Because your admin makes updates to your organizational data, attribute quality can change over time. While setting up a query, Viva Insights calculates the quality of attributes for the time period you select.

In custom queries

Warnings on metrics

Low-quality attributes can affect metrics. Let's use an example. In your query, you want to add a metric that calculates how long people spend in meetings organized by the marketing department. This metric depends on an employee attribute that identifies people in the marketing department. If that attribute is of low quality, the metric won't have all the information it needs to work properly.

If your organizational data contains low-quality attributes, you might notice a yellow warning tag on your metrics. To find out which attribute is causing a warning on your metric, hover over the metric name. The warning will say something like this:

The low quality of TimeZone is affecting this metric

Even though the metric has a warning, you can still use it in your query.

Warnings on filters

When you're using a filter, either to create custom metrics or to select which employees or meetings to include in your query, you might notice attribute warnings in your condition statement(s). If an attribute is of low quality, the app will mark it with a warning icon, but you can still use it in your filter.

Warnings on attributes

When setting up a query, you'll select which employee attributes you want the query to include. Similar to metrics, the app will mark low-quality employee attributes with a warning icon. Even though the attribute has a warning, you can still use it in your query.

In Power BI template queries

In Power BI template queries, you might encounter data-quality errors and/or warnings. Let's discuss when these notifications might appear.

Warnings or errors on preselected metrics

Power BI templates use metrics to produce insights. To make sure your template shows these insights correctly, we've preselected metrics for you in Power BI template queries. Preselected metrics appear in gray, and you can’t remove them. If a preselected metric uses a low-quality attribute, the app will flag the metric with a warning. Hover over the warning icon to get the name of the low-quality attribute. If your query has warnings, you can still run it and load the results into Power BI.

Note

Right now, Power BI reports don't show which insights use flagged metrics.

Warnings or errors on filters

Warnings on filters appear the same as they do in custom queries.

Warnings or errors on employee attributes

Basic attributes

Power BI templates require certain basic attributes to work properly. These attributes appear in gray, and you can’t remove them.

If basic attributes are of low quality, the app will flag them with a warning. If your query has low-quality basic attributes, you can still run it and load results into Power BI.

Note

Right now, Power BI reports don't show which insights use flagged metrics.

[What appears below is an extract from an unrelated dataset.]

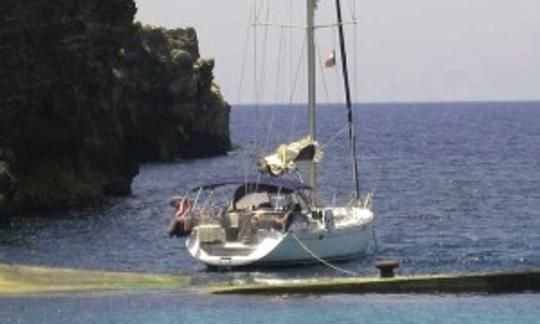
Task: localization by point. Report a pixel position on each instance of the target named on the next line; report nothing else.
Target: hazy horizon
(422, 51)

If basic attributes are missing from your organizational data, the app will flag them with an error, and you won't be able to run the query or load results into Power BI. You'll need to contact your admin to get the right data uploaded.

Supplemental attributes

We also preselect a few supplemental attributes in your query, which help create filter-based insights in your Power BI template. You can remove these attributes from your query if you want, but keep in mind that doing so might affect certain insights in Power BI.

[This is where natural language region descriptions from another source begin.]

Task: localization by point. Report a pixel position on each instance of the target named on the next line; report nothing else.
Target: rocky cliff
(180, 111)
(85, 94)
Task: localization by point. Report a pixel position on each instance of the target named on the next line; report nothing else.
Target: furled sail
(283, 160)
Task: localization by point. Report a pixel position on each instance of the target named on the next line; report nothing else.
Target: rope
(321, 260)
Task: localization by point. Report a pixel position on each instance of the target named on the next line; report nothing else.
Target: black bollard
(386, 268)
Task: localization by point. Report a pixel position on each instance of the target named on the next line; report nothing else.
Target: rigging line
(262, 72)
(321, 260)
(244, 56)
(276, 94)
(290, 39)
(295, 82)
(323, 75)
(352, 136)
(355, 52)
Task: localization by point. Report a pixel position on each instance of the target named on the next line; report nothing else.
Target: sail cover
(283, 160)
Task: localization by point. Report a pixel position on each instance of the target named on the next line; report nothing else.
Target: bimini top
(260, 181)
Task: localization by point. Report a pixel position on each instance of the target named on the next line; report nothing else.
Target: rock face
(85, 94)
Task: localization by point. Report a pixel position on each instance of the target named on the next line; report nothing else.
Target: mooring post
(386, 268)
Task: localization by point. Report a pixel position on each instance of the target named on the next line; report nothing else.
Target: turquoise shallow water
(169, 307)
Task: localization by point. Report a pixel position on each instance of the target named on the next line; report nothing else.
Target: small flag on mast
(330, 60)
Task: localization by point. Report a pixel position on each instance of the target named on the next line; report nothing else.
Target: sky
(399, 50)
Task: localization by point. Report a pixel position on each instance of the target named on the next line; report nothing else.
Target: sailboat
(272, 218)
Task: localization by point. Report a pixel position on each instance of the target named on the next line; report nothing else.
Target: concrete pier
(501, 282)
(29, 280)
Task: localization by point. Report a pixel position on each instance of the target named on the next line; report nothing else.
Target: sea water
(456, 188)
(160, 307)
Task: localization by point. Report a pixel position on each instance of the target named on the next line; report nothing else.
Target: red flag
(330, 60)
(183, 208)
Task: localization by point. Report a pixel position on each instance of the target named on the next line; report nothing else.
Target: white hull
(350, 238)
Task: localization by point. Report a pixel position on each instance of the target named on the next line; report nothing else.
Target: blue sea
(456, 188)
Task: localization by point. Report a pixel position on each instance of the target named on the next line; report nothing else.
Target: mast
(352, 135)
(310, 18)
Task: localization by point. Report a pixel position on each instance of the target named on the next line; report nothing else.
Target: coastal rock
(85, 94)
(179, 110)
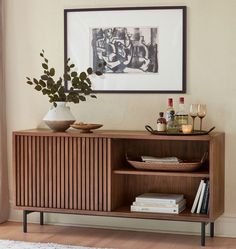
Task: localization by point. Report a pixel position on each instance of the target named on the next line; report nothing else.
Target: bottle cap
(170, 102)
(181, 100)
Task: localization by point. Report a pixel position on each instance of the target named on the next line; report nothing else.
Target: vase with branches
(59, 117)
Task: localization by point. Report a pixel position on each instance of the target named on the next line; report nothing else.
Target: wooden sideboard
(87, 174)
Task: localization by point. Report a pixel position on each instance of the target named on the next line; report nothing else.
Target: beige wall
(211, 78)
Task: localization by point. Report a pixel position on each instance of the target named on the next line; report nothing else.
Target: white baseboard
(225, 226)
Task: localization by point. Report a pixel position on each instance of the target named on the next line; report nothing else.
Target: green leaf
(89, 70)
(50, 83)
(82, 98)
(35, 81)
(61, 90)
(74, 74)
(83, 76)
(42, 83)
(44, 65)
(38, 88)
(54, 89)
(98, 73)
(52, 72)
(46, 91)
(88, 81)
(67, 76)
(67, 69)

If your query has low-quality supplemental attributes, or if supplemental employee attributes are missing from your organizational data, the app will flag these attributes with a warning. You can still run your query and load results into Power BI. However, missing or low-quality supplemental attributes will result in missing or low-quality insights in your template.

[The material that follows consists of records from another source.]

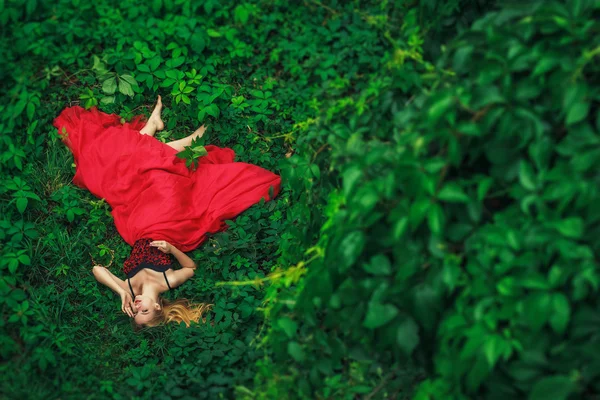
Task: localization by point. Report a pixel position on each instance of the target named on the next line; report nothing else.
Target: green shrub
(460, 233)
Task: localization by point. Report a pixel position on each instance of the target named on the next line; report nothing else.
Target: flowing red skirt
(151, 191)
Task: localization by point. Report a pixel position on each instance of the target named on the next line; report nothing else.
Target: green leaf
(110, 85)
(418, 210)
(212, 110)
(24, 259)
(570, 227)
(296, 351)
(125, 88)
(483, 187)
(407, 336)
(213, 33)
(241, 14)
(440, 107)
(350, 249)
(379, 315)
(21, 204)
(129, 79)
(436, 219)
(453, 193)
(288, 326)
(526, 175)
(562, 312)
(577, 112)
(378, 265)
(557, 387)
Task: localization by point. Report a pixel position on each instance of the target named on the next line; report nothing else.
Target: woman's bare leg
(154, 123)
(180, 144)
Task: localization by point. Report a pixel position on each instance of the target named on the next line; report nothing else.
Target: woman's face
(144, 308)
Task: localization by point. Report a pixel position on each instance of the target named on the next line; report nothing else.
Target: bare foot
(155, 116)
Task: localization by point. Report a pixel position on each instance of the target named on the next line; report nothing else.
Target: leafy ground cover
(436, 236)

Data-quality notifications in query results

On the Query results page, you might notice warnings next to your query's name. These warnings might crop up for a few reasons. Maybe you ran a query knowing that it used low-quality attributes. Or, your query might not have had any low-quality attributes at the time you ran it, but after a recent data upload, the quality of some attributes decreased.

If you find a data-quality warning, select the query's name or View query. The app will show which attributes are of low quality.